Film critic John Kenneth Muir writes in his book Horror Films of the 1980s, Volume 2 (2010) that "the popular 1980s slasher paradigm gets another muscular work-out in The Initiation, a film loaded with formula ingredients," deeming it a "competent but derivative slasher," but notes that the film's "hoped-for momentum never kicks in."

Brian Collins, writing for the Alamo Drafthouse's film journal, Birth.Movies.Death., noted that the film "might be worth a look for slasher aficionados—it's far from a perfect film, but there are some unusual elements to it that give it enough personality to overcome its somewhat sluggish pace and TV movie-esque production." Dread Centrals Anthony Arrigo observed in a 2016 review "a surprising amount of character depth on display here, more so than similar pictures of the era."

In Legacy of Blood: A Comprehensive Guide to Slasher Movie, writer Jim Harper called the film a "lackluster effort that never quite lives up to the abilities of its cast," further noting: "Even with the soap opera ending, the film isn't entirely successful, mostly because of the terrible script. There's a wealth of unnecessary jargon and cheap dialogue, not to mention some notable inconsistencies. Zuniga does her best to rise above the bad material and turns in a great performance, but Gulager and Miles sleepwalk through their parts." Horror film scholar Adam Rockoff alternately notes in his book Going to Pieces: The Rise and Fall of the Slasher Film, that, "despite its proclivity for laughable dialogue and silly plot twists, [The Initiation] manages to be a fairly entertaining and occasionally frightening film."

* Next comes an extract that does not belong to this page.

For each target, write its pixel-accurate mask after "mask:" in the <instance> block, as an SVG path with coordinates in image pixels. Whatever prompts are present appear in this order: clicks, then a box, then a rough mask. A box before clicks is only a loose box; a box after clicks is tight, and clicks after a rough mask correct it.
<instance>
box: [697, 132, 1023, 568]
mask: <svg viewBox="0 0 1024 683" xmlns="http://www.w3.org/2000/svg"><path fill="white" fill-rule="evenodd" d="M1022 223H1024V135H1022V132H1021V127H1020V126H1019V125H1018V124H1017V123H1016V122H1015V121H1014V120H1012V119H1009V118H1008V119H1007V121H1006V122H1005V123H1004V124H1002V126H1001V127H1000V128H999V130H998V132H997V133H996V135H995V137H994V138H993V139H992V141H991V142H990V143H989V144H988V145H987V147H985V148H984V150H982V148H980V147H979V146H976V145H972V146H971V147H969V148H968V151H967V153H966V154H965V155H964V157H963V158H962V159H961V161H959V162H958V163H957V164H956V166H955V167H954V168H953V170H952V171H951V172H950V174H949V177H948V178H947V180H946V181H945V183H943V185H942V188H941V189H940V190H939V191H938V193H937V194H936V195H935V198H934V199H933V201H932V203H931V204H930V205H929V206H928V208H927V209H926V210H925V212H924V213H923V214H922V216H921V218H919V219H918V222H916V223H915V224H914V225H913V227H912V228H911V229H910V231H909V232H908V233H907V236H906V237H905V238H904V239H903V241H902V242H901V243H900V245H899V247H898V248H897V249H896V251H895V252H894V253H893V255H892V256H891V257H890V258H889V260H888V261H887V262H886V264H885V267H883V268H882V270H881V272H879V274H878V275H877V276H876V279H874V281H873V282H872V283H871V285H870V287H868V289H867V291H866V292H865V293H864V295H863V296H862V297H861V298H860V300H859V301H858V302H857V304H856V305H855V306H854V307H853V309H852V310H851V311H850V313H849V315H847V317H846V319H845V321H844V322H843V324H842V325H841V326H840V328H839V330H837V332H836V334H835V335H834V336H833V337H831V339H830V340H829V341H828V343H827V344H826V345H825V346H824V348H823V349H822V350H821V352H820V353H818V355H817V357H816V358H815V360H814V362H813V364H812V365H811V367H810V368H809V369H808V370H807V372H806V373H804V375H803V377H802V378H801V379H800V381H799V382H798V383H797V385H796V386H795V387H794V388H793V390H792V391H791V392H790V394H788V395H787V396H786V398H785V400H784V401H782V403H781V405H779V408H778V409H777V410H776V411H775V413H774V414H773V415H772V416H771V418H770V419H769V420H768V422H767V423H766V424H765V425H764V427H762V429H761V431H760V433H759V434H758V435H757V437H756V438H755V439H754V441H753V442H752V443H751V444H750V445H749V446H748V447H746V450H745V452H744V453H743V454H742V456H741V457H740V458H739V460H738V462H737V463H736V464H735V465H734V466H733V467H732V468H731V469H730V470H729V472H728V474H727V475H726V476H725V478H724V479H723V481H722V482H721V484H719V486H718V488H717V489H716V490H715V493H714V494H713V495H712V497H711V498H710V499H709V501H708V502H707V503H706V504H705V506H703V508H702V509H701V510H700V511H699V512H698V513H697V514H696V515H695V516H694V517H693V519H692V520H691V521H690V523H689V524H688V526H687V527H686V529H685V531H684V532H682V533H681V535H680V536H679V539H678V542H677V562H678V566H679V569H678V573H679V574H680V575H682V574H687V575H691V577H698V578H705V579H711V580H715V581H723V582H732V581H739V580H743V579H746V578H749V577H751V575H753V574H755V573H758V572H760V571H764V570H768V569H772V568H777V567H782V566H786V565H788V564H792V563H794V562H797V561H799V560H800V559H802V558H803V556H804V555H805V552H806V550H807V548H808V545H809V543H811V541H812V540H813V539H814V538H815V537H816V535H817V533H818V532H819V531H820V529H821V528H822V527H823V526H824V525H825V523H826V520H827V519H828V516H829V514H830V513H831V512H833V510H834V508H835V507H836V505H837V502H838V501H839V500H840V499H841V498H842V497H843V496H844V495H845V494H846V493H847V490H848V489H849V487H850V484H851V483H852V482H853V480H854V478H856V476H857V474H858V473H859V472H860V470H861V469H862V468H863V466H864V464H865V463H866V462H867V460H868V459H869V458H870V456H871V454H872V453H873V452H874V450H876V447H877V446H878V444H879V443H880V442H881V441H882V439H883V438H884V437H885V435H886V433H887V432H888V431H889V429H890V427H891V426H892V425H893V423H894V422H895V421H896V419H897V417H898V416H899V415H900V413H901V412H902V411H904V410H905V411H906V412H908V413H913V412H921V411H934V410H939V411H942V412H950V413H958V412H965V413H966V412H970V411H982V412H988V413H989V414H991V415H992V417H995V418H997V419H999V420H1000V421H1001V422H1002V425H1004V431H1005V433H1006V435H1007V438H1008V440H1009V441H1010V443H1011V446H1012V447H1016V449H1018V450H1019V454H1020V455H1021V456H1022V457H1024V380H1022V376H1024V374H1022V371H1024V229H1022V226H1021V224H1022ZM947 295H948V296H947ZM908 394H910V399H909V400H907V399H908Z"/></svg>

Edge Media Networks Ken Tasho, when reviewing the film's 2016 Blu-ray release, praised it, noting: "The Initiation, while hardly original, takes elements from soap operas and dramas in its writing approach; it's a unique spin on the tried-and-true 1980's slasher formula." Max Deacon of Scream magazine wrote that the film may divide audiences, noting: "Director Larry Stewart does have some visual flair, filing the shots with typical Freudian images—mirrors are ubiquitous throughout—to reflect Kelly’s ever-fluctuating mindset. But where this film is won or lost is in the twist at the very end of the film, which will either be seen as shockingly innovative or entirely ridiculous depending on the viewer."

Irrespective of the film's critical reception, it has garnered a contemporary cult following.